Writing an asynchronous STEEM web-app in Python with asyncsteem

Repository

https://github.com/pibara-utopian/asyncsteem

What Will I Learn?

  • You will learn how to build an asynchronous STEEM web-service that provides and structures live feed from the STEEM blockchain using Twisted-Web and asyncsteem.
  • You will learn how to bind the resulting structured feed info in a simple VisJS based visualization.

Requirements

  • Experience with Python
  • A base understanding of the STEEM blockchain
  • Experience with HTML and Javascript

Difficulty

  • Intermediate

Tutorial Contents

Where in a previous tutorial we covered the use of the asyncsteem Python STEEM library for extracting stats from historical blockchain data only, a task that should be doable with approximately an equal amount of trouble in other Python STEEM libraries such as steem-python and Beem, in this tutorial we are going to dive into specifically the type of use case that asyncsteem was designed for: Doing asynchronous networking. Specifically we are going to look into combining asyncsteem with a Twisted-Web web-service implementation and providing a simple life-updated visualization for that web service using the JavaScript VisJS visualization library

On asynchronous frameworks

If you have some experience with both the JavaScript Node framework and one of the synchronous Python STEEM libraries, you probably realize that there are tasks, especially networking tasks, that are much more convenient and easy to implement within the confines of an asynchronous framework such as Node. No need to mess with different threads just to keep up with a few hands full of clients. No need for many of the locks and mutexes that can sometimes make your life a hell if you need to debug your code to fix a deadlock or find a strange race condition. Asynchonous frameworks really can be your best friend when your application needs to talk to multiple networking parties, using multiple API's or even protocols from within the same program, being a server for some and a client for others.
Well, there also are such frameworks for Python and the most extensive one available is the Twisted framework. In fact, if you have worked with Node and start to dive into what Twisted can provide for you, it will soon become apparent why some Twisted enthusiasts refer to Twisted as Node on steroids. The asyncsteem Python STEEM library is a library for interacting with the STEEM JSON-RPC API in a way that is 100% compatible with the design of the Twisted asynchronous framework.

What asyncsteem isn't

The asyncsteem library isn't a general-purpose Python API for STEEM. If it will ever become a general-purpose library, but today it isn't. The most important reason for that is the fact that the library doesn't implement any kind of transaction signing and hopefully, it won't need to. Ideally, an application using asyncsteem for asynchronous RPC would be able to use a library such as Beem for creating signed transactions, but there currently are some rather technical reasons why this isn't possible yet. The important take away point today is that asyncsteem is great for stats and linking a blockchain feed to other asynchronous STEEM JSON-RPC API calls and different asynchronously handled networking services, not for things like a voting bot or a comment bot or other applications that require signed transactions to work.

A Twisted logger

import io
from os.path import join, dirname, realpath
from twisted.logger import Logger, textFileLogObserver

...
#Find the directory our script lives in
mypath = dirname(realpath(__file__))
#Instantiate a log observer for logging to a text file in our script directory.
observer = textFileLogObserver(io.open(join(mypath,"flag_stream.log"), "a"))
#Instantiate the actual logger.
logger = Logger(observer=observer,namespace="asyncsteem")

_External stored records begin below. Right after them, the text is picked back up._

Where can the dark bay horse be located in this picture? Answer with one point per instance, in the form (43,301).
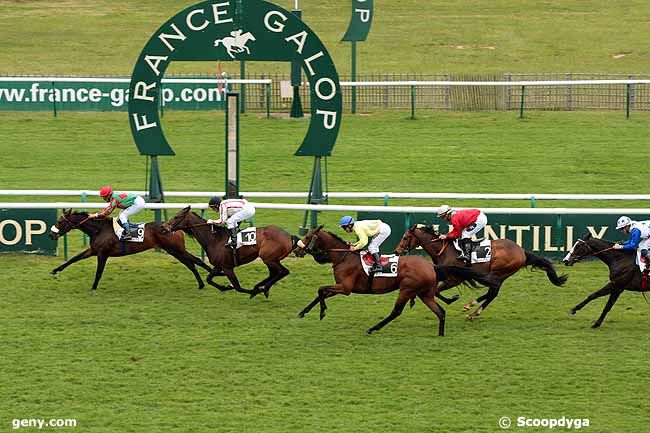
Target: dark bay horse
(624,274)
(416,276)
(273,245)
(104,243)
(507,259)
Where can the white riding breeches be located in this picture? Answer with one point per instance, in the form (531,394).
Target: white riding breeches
(375,243)
(475,227)
(136,207)
(643,245)
(245,213)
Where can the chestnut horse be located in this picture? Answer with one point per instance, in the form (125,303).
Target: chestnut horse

The first asynchronous component to our program we will need to set up is a logger. You may not think of logging to a file as something that benefits from an asynchronous approach, but even writing to local files when not done asynchronously constitutes blocking operations that could block the responsiveness of networking modules in your code. In the above code, we instantiate a simple logger that will log to a text file. It is always a good idea to run some type of tail command on your log file while running your code, but for now, we have a logger so if anywhere in our code we need to log something asynchronously, now we can.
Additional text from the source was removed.